The splintering stems from a judgment two years ago that cost the Aryan Nations $6.3 million and its 40-acre compound in northern Idaho.
Drunken Aryan Nations members chased a mother and son down a public road at night, shot out their tire and assaulted them, said Norm Gissel, a Coeur d'Alene, Idaho, lawyer who initiated the suit. He said the pair were saved when another car came along and scared off the assailants.
Today, says the ADL, three splinter organizations appear to be attempting a rebound: the Potter County group, Butler and a small collection of followers in northern Idaho, and Harold "Ray" Redfeairn in Dayton, Ohio.
Redfeairn, who briefly held the title of national director, told the Pittsburgh Tribune-Review that he had resigned from Aryan Nations and returned to the Church of the Sons of Yahweh, which he claims is home to the true Phineas Priesthood. According to the Southern Poverty Law Center, Phineas Priests are those who feel called directly by God to engage in some terrorist act.
Butler is said to have repudiated the Pennsylvania group, but that distinction may mean little to the people living in and around Potter County.
Michael Reid, who lives nearby in Tioga County, infiltrated Kreis' group for 14 months as Michael Spencer before quitting and revealing his identity in mid-March.
He moved up to director of security and for a time, he said, he kept the organization's weaponry in his home. It consisted of 12 guns, he said, including automatic rifles and AK-47 assault rifles as well as "hundreds, even thousands, of rounds of ammunition."

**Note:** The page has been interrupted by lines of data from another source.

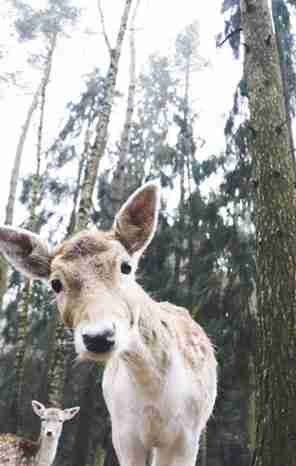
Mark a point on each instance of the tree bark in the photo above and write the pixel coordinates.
(119, 177)
(33, 226)
(284, 75)
(276, 241)
(98, 148)
(13, 185)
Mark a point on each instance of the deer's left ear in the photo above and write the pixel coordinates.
(25, 251)
(136, 221)
(70, 413)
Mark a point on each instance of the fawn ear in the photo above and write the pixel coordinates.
(25, 251)
(70, 413)
(38, 408)
(136, 221)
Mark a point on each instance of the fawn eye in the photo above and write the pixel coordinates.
(126, 268)
(56, 285)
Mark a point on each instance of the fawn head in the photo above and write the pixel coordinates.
(52, 419)
(92, 273)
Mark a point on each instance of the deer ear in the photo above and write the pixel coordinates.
(25, 251)
(70, 413)
(38, 408)
(136, 221)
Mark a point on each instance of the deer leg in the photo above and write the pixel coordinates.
(175, 456)
(129, 450)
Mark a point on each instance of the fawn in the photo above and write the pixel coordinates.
(160, 378)
(17, 451)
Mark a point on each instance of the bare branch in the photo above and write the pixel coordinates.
(102, 19)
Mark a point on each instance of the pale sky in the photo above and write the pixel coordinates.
(158, 23)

Reid said the community has taken some small steps to counter the neo-Nazis' influence, such as creating the Potter County United coalition of churches and educating leaders of the Potter and Tioga county school districts.

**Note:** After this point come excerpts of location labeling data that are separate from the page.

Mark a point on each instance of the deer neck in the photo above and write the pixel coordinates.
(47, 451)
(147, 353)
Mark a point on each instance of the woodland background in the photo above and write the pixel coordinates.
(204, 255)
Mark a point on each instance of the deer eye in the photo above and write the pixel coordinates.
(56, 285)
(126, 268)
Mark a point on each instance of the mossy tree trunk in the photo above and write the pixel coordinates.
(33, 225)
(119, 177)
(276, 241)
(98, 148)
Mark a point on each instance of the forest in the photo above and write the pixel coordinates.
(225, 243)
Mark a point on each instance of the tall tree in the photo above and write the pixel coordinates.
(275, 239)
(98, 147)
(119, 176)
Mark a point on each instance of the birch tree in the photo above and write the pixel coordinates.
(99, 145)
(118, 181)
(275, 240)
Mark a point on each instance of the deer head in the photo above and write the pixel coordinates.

He infiltrated Aryan Nations last year partly because he did not believe enough was being done.
"I want to keep an eye on our assets, and our assets are our communities," said Reid, a Methodist. "You can find out a lot about the devil if you take a walk into his lair."
Reid said the group held regular meetings with members of the National Alliance and World Church of the Creator. The latter organized a rally in York in January that resulted in two dozen arrests.
Reid believes that every serious Aryan Nations member but Kreis, Juba and Joshua Caleb Sutter has switched allegiance back to Butler in Idaho.
"Islamic terrorism support and skinhead events is the only thing Kreis and his band are pushing these days," Reid said, "and even that is failing, thank goodness for the fine people in this area."